Because you don’t just need to turn visitors into leads—you also need to attract the right companies to the website in the first place and turn leads into customers.
You might be happy with the number of MQLs your marketing brings in, but how many of those leads make it all the way through the buyer’s journey and become customers? MQLs represent only a portion of website visitors, and only an even smaller portion of them become actual customers.
To squeeze more MQLs out of your website visitors and to ensure more MQLs ultimately become customers, you need to measure lead quality.
There are a lot of ways to measure the quality of your leads and website visitors, but we recommend tracking these 3 KPIs:
- Visitor-to-lead conversion
- Leads-to-opportunities ratio
We talk more about measuring lead quality with Leadfeeder, breaking it down by marketing campaign, diagnosing quality issues, and more in this article.
B2B Marketing KPI #3: Revenue Contributed
MQLs and lead quality each represent steps along the path of moving companies from website visitors to leads to new customers. But at the end of the day, marketing (and any other team, for that matter) is judged based on the revenue they contribute to the bottom line. Basically every other metric ties back to that: How is your B2B marketing driving revenue for the business?
To measure revenue contribution KPIs, you’ll need to set a marketing attribution model (or multiple models) to track how landing pages, UTM campaigns, and other marketing efforts lead to revenue.
Previously, we’ve argued for using both first- and last-click attribution models together. When you track attribution in Google Analytics and use custom goals to define conversion, you can set a dollar value for each conversion.
For a detailed breakdown of setting up our recommended attribution models in Google Analytics, read our post on How One B2B Agency Measures Marketing Performance.

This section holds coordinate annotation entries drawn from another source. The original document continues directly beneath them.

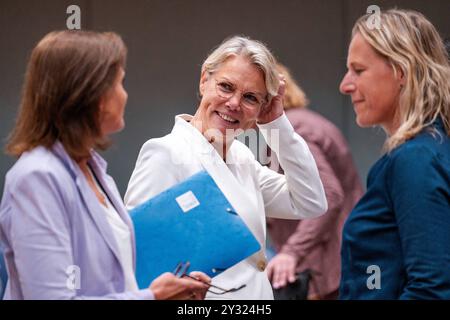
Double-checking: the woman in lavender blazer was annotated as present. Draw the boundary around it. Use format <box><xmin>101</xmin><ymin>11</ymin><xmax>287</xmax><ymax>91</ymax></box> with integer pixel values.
<box><xmin>0</xmin><ymin>31</ymin><xmax>210</xmax><ymax>299</ymax></box>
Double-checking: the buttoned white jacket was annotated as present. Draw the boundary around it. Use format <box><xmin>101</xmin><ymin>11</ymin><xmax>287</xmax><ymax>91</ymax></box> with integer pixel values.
<box><xmin>125</xmin><ymin>114</ymin><xmax>327</xmax><ymax>299</ymax></box>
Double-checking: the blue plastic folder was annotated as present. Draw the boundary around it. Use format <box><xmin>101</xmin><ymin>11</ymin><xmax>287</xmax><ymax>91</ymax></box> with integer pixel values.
<box><xmin>130</xmin><ymin>171</ymin><xmax>261</xmax><ymax>288</ymax></box>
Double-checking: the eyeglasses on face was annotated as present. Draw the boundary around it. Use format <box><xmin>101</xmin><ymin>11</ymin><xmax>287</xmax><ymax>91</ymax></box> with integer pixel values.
<box><xmin>214</xmin><ymin>79</ymin><xmax>267</xmax><ymax>109</ymax></box>
<box><xmin>173</xmin><ymin>261</ymin><xmax>246</xmax><ymax>295</ymax></box>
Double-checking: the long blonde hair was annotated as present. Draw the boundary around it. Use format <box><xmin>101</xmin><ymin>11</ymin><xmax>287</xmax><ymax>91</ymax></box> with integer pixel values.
<box><xmin>352</xmin><ymin>9</ymin><xmax>450</xmax><ymax>151</ymax></box>
<box><xmin>6</xmin><ymin>30</ymin><xmax>127</xmax><ymax>160</ymax></box>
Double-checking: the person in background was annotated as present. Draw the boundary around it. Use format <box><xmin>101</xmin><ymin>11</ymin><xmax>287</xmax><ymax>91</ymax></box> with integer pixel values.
<box><xmin>0</xmin><ymin>31</ymin><xmax>210</xmax><ymax>300</ymax></box>
<box><xmin>445</xmin><ymin>38</ymin><xmax>450</xmax><ymax>59</ymax></box>
<box><xmin>339</xmin><ymin>9</ymin><xmax>450</xmax><ymax>299</ymax></box>
<box><xmin>267</xmin><ymin>64</ymin><xmax>363</xmax><ymax>299</ymax></box>
<box><xmin>125</xmin><ymin>36</ymin><xmax>327</xmax><ymax>299</ymax></box>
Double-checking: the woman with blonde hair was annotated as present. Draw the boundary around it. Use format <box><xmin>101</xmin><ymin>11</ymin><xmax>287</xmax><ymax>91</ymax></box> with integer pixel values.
<box><xmin>125</xmin><ymin>36</ymin><xmax>327</xmax><ymax>299</ymax></box>
<box><xmin>340</xmin><ymin>10</ymin><xmax>450</xmax><ymax>299</ymax></box>
<box><xmin>267</xmin><ymin>64</ymin><xmax>363</xmax><ymax>299</ymax></box>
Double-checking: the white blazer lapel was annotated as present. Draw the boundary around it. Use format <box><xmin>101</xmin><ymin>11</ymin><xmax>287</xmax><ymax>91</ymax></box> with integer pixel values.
<box><xmin>175</xmin><ymin>116</ymin><xmax>265</xmax><ymax>248</ymax></box>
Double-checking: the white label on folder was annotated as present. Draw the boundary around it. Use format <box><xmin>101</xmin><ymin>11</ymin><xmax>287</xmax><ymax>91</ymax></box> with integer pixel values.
<box><xmin>175</xmin><ymin>191</ymin><xmax>200</xmax><ymax>212</ymax></box>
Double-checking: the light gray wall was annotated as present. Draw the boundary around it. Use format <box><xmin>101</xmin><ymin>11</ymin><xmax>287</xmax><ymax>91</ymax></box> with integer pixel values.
<box><xmin>0</xmin><ymin>0</ymin><xmax>450</xmax><ymax>194</ymax></box>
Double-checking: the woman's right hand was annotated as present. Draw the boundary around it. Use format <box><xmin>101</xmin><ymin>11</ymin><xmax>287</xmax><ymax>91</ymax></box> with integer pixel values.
<box><xmin>150</xmin><ymin>272</ymin><xmax>211</xmax><ymax>300</ymax></box>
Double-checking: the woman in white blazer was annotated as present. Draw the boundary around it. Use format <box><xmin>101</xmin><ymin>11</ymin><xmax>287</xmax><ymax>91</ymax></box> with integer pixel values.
<box><xmin>125</xmin><ymin>37</ymin><xmax>327</xmax><ymax>299</ymax></box>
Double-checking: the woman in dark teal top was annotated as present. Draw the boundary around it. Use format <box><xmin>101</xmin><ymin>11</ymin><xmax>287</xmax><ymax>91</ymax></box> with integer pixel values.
<box><xmin>340</xmin><ymin>10</ymin><xmax>450</xmax><ymax>299</ymax></box>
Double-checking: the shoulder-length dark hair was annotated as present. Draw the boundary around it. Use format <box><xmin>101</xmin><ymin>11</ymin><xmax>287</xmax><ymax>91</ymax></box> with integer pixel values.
<box><xmin>6</xmin><ymin>31</ymin><xmax>127</xmax><ymax>161</ymax></box>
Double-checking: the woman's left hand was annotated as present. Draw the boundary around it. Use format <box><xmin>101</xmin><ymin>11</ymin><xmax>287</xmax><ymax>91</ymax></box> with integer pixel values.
<box><xmin>256</xmin><ymin>75</ymin><xmax>286</xmax><ymax>124</ymax></box>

How Leadfeeder Measures Our B2B Marketing KPIs
Most marketers lean on tools like Google Analytics to measure and track KPIs—but for B2B purposes, using Google Analytics alone can leave a gaping disconnect between numbers and the actual companies they represent. In part, that’s because Google Analytics measures website visitors on the individual level. But B2B marketers need account-level data.
That’s where our website visitor identification tool comes in, helping you put a face (or, in this case, a logo) to the data.
Leadfeeder data can tell you, among other details:
- If the right companies visited your website
- If they fulfilled your pre-defined conversion goals
- Where they stand in the sales cycle (via our integrations with popular CRM software)
Note: Want to pull data like that into your reporting? Sign up and try Leadfeeder free for 14 days to see the companies that visit your website, plus additional details like which pages they visit and how long they spend there.
You can connect with popular CRMs (like Pipedrive) to pull up-to-date info into the company details in Leadfeeder.
For our own B2B reporting needs, we combine both Google Analytics and our own Leadfeeder data—and we use custom reports in Tableau to bring it all together. Here’s a look at some of the KPI reports we focus on:
- Total new signups by month and qualified MQL conversion rate
- New revenue each month—broken down by what came from inbound, outbound, and self-service
- Predicted monthly recurring revenue (MRR) and predicted customer lifetime value (LTV) for new signups
The KPIs That Matter for B2B Marketers
B2B marketing and ABM are fundamentally different from B2C—you’re dealing with bigger customers, bigger deal sizes, and account-level data. With the 3 B2B marketing KPIs we recommend, you’ll be better equipped to capture relevant performance metrics that help you expand and improve upon your marketing efforts.